Payment Terminology for Product Teams
Payment gateways, tokenisation, PCI compliance and webhooks explained
Have you ever had the joy of working on a project which involved implementing a new payment provider?
If you have, you’ll know that the process is not much fun if you don’t understand some of the ludicrous terminology you’re forced to deal with in the payment world. If you haven’t, you’re in luck, because in this guide we’re going to take a deep dive into some of the most useful bits of payment terminology you need to know.
Why payments are important to products
Digital products exist to provide some form of value to their customers. This value is often, but not always, delivered in exchange for money. This money is transferred between the business and the customer and a lack of solid monetization mechanisms often contributes to the premature death of early stage products. It goes without saying then that payments are an integral part of the business of products.
A typical flow for user payments
Here’s a little video which summarises how payments get processed:
You probably understood much of that user flow, but you may have been left confused by some of it. If so, that’s wonderful because we’re now going to take a much deeper look at how payments work – and more specifically, take a look at some of the most frequent, confusing bits of payment-related terminology used by teams so that you have a clearer understanding of how payments work.

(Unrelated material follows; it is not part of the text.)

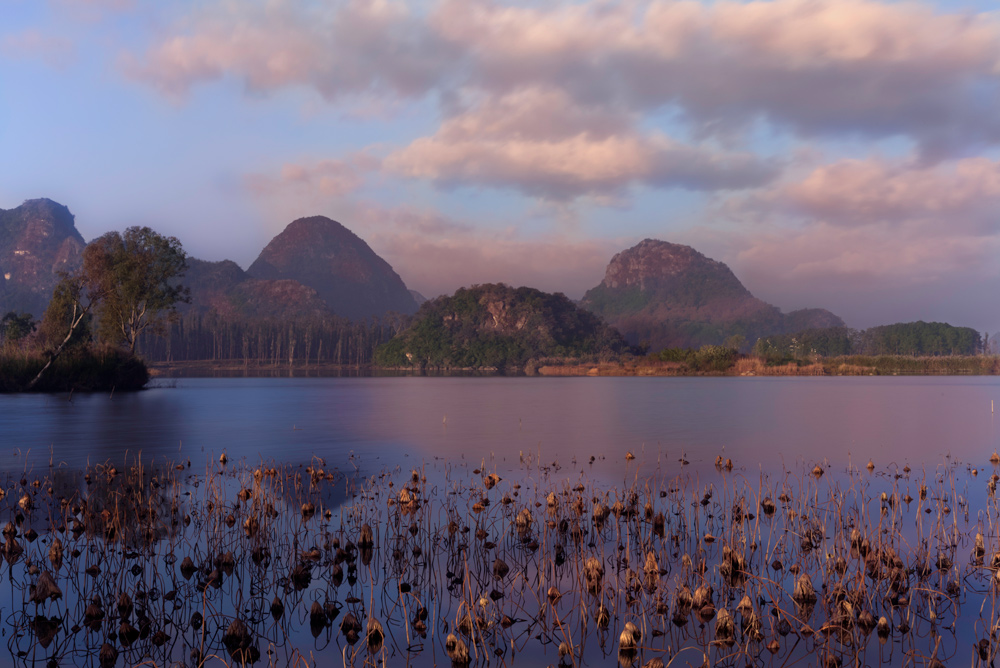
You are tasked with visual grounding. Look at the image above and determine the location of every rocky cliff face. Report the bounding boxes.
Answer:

The 10 most useful payment terms you need to know
Acquiring banks and issuing banks
Payment methods
Payment gateways
PCI compliance
Tokenization
Embedded / iframe solutions
HTTPS, TLS and SSL
Payment APIs
Payment webhooks
Chargebacks
Acquiring banks and Issuing banks
In the payment industry, there is a clear distinction made between the merchant’s bank and the customer’s bank. These two are commonly referred to as the acquiring bank and the issuing bank, respectively.

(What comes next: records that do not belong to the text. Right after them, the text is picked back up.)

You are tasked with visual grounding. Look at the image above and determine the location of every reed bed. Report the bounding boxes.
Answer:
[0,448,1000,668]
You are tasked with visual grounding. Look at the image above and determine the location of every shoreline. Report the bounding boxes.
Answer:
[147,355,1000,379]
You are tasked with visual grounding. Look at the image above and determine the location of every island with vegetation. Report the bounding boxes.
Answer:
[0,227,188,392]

Confused? Here’s a little explanation:
Issuing bank – the customer’s bank. The issuing bank issues credit cards on behalf of card brands. They provide consumers with credit cards, send credit card statements, and offer consumers credit.
Acquiring bank – the acquiring bank is the financial institution which maintains the merchant’s bank account. The acquiring bank passes all the merchant’s transactions to the issuing bank to receive payment for successful transactions. The acquiring bank acquires merchants who want to trade and the transactions from the issuing banks.
If you’re reading payment documentation or dealing with technical teams at as part of a payment integration, you’ll come across these terms a lot. And now you know what they mean.
The payment cycle
When payments are made, the acquiring banks and issuing banks will go through a payment cycle which commonly has 3 key stages:
Authorisation – a request is sent to the customer’s issuing bank and the question is asked: are there enough funds in the account?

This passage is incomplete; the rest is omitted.